IATA warnt vor steigenden Beschaffungskosten

03.02.2011 - 12:53 0 Kommentare

Nachdem die Fluggesellschaften sich langsam von der Wirtschafts- und Finanzkrise erholen, sieht der internationale Luftfahrtverband IATA bereits die nächste Krise am Horizont. Denn politische Unruhen im Nahen Osten lassen den Ölpreis steigen - Treibstoff macht aber 27 Prozent der Betriebskosten aus.

IATA-Chef Giovanni Bisignani - © © airliners.de - O. Pritzkow -

IATA-Chef Giovanni Bisignani © airliners.de - O. Pritzkow

Der Luftfahrt-Branchenverband IATA hat vor negativen Auswirkungen der steigenden Ölpreise auf die Erholung des Luftverkehrs von der Wirtschaftskrise gewarnt. "Treibstoff macht 27 Prozent der Betriebskosten aus, und ein weiter steigender Ölpreis könnte den Spaß verderben", sagte der Generaldirektor der International Air Transport Association (IATA), Giovanni Bisignani, am Mittwoch.

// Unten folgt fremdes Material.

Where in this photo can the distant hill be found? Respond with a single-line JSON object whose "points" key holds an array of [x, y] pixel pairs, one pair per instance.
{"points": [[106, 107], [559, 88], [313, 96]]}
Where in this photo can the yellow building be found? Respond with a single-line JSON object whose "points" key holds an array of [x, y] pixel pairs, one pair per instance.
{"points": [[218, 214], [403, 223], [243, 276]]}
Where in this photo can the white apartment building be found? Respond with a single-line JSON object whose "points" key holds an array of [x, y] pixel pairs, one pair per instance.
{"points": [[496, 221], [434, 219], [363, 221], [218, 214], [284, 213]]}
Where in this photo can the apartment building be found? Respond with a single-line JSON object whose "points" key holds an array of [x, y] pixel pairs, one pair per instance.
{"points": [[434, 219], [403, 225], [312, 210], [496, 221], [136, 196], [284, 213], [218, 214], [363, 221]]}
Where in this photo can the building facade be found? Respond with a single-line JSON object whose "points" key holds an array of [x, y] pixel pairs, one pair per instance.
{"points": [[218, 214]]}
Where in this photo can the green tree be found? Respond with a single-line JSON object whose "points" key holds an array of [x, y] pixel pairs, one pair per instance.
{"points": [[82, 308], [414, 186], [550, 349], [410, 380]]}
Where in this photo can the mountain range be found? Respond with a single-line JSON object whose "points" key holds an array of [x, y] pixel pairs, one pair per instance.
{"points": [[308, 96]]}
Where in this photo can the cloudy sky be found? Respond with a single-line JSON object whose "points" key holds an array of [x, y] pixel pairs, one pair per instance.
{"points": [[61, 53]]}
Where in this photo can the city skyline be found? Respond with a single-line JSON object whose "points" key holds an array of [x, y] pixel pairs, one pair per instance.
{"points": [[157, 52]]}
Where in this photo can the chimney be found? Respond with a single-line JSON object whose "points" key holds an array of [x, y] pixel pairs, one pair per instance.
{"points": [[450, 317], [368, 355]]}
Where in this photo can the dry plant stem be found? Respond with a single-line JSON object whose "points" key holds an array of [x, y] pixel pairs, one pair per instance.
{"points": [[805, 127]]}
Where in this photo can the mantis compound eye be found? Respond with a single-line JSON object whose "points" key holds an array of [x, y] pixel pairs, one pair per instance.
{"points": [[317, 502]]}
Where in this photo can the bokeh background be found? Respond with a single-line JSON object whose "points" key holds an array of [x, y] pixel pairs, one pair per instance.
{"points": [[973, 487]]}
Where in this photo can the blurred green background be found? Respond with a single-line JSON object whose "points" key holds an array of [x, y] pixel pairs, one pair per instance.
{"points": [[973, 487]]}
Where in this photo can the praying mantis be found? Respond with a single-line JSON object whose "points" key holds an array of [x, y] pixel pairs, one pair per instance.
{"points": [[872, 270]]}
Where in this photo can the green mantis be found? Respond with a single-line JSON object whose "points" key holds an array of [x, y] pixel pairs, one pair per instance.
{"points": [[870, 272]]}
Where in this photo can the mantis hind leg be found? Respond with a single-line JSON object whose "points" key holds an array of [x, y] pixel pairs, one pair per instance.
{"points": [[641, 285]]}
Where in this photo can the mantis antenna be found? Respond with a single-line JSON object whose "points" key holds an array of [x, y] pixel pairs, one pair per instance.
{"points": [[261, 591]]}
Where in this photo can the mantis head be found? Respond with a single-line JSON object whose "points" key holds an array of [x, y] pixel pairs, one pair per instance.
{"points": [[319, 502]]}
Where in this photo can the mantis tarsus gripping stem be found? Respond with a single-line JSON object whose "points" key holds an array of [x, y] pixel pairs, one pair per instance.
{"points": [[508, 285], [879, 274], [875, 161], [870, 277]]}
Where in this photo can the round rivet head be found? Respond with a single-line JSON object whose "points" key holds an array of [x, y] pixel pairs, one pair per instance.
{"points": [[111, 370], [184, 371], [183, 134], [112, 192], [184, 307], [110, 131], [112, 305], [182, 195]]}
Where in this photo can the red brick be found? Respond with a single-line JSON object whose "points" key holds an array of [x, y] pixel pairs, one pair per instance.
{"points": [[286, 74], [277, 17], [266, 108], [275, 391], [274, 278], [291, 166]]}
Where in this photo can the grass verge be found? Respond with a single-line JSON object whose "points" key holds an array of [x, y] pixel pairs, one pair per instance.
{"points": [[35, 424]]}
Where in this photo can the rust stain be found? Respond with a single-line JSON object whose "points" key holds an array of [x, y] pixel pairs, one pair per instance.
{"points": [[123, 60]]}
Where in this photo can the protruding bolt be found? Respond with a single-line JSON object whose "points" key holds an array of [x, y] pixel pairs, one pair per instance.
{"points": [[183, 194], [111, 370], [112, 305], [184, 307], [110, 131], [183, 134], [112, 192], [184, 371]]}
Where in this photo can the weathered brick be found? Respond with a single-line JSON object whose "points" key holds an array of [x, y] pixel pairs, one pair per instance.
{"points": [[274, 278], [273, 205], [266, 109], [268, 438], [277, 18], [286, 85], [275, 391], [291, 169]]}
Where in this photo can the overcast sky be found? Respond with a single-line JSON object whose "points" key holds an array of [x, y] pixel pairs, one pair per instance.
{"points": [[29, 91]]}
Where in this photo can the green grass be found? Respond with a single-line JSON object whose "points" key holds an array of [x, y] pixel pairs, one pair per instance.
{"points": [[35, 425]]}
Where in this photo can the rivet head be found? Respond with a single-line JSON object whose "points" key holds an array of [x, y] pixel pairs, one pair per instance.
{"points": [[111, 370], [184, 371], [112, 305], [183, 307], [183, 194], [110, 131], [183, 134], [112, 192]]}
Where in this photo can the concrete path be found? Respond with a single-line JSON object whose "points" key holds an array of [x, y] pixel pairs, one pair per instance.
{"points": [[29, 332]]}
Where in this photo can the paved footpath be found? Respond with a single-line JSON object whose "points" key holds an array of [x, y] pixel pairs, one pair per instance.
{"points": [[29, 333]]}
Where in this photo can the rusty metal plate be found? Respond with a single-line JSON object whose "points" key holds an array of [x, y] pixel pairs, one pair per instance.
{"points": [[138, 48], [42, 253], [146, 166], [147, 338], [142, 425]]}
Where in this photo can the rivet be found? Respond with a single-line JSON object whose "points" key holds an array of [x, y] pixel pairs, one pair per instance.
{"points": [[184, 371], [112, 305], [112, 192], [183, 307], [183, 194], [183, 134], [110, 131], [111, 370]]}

Für 2011 sagt der Verband derzeit einen Gewinn auf Basis eines Ölpreises von 84 Dollar (etwa 61 Euro) pro Barrel vorher, wegen der politischen Unruhen in Ägypten bewegt sich der Ölpreis allerdings zur Zeit um 100 Dollar pro Barrel.

Die Passagiernachfrage im internationalen Luftverkehr stieg laut IATA 2010 um 8,2 Prozent im Vergleich zum Vorjahr, beim Frachtverkehr lag der Zuwachs bei 20,6 Prozent. Für 2011 sagt der Verband einen erneuten Anstieg der Passagiernachfrage vorher, nachdem sie 2008 wegen der Wirtschaftskrise eingebrochen war. Dennoch sei 2011 für die Fluglinien mit einem Rückgang des Nettogewinns um 40 Prozent auf 9,1 Milliarden Dollar zu rechnen.

Die Fluggesellschaften hätten das Jahr 2010 etwas besser als auf dem Vorkrisenniveau von Anfang 2008 abgeschlossen, sagte Bisignani. Die Gewinnmarge in diesem Jahr von 2,7 Prozent sei jedoch "erbärmlich". Die zukünftige Herausforderung werde sein, die steigende Nachfrage nach Mobilität in nachhaltige Gewinne umzuwandeln.

Der Luftfahrtverband IATA repräsentiert rund 230 Fluggesellschaften weltweit, die 93 Prozent des internationalen Luftverkehrs ausmachen.